Une courbature est une douleur musculaire bénigne qui apparaît après un effort intense ou des exercices réalisés de façon inhabituelle. Elles durent généralement de 48 à 72h avec un pic de douleur à 48h après l’effort. Non néfastes, elles attestent généralement d’un muscle en cours de renforcement : c’est un passage obligé pour tout sportif qui souhaite progresser ! D’ailleurs, même les athlètes de haut niveau habitués aux entraînements intenses subissent ces douleurs pendant les reprises, après une coupure ou des efforts plus difficiles qu’à l’accoutumée. En bref, rien de grave !

Ceci dit, mieux vaut ne pas faire d’exercices intenses - comme du fractionné ou un travail de descente - tant que la douleur est présente pour ne pas l’aggraver, au risque de la transformer en lésions musculaires.

Quant aux étirements, ils ont pour fonction de diminuer la circulation sanguine dans les muscles, ce qui ne permet pas en fait de diminuer les courbatures. En effet, pour réduire les réactions inflammatoires que sont les courbatures, il faut les drainer, le drainage étant lui facilité par la circulation sanguine.

 

2. IL FAUT S'ÉTIRER TOUT SE SUITE APRÈS L'EFFORT, ET MÊME AVANT POUR S'ÉCHAUFFER

étirements

Ici, nous parlerons des étirements passifs, tenus 10 à 15 secondes, généralement pratiqués par les sportifs amateurs. Avant tout, les étirements servent à :

- « endormir » les récepteurs présents sur les muscles et donc la douleur

- diminuer la circulation sanguine

- améliorer l’élasticité musculaire.

Les étirements peuvent également provoquer des micro-lésions. Vous comprendrez donc qu’il vaut mieux les proscrire avant séance puisque, dans le pire des cas, ils pourraient cacher une douleur pendant la course, jusqu’à aggraver la blessure initiale.

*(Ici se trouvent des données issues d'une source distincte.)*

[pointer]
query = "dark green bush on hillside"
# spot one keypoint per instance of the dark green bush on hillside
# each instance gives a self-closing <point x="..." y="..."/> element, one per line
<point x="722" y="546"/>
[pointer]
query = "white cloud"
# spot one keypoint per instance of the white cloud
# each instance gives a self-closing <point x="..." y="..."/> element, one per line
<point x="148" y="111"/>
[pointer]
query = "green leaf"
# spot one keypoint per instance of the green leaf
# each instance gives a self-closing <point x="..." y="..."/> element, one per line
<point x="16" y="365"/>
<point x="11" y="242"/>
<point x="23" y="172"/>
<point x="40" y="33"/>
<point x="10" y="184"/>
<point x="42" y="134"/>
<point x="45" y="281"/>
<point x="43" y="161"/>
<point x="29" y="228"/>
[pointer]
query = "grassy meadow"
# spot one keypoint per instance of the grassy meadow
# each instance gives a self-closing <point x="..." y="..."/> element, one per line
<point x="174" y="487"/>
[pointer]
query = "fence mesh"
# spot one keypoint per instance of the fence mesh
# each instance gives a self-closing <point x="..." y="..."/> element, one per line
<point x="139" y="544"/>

Après la séance, des étirements courts de faible intensité peuvent être réalisés pour redonner leur longueur initiale aux muscles qui se contractent à l’effort. Evitez la recherche d’un gain de souplesse (étirements longs et intenses). Qui plus est, comme nous l’avons précisé plus haut, s’étirer diminue la circulation sanguine et ne favorise donc pas la récupération post-effort.

 

3. IL FAUT COURIR LONGTEMPS À UN RYTHME MODÉRÉ POUR PERDRE DU POIDS, ET DE PRÉFÉRENCE LE MATIN À JEUN

Quand nous courons, nous utilisons 2 carburants : les lipides et les glucides. Si on court à une allure plutôt lente, on a tendance à utiliser les lipides. A contrario, pour les séances à intensité plus élevée, on consomme davantage les sucres lents. Les séances courtes à forte intensité activent le métabolisme, autrement dit les réactions du corps après l’effort qui continue de brûler des calories, et ce même après la séance, alors que les séances longues à faible intensité fatiguent l’organisme et donc le métabolisme qui sera moins efficace pour brûler des calories.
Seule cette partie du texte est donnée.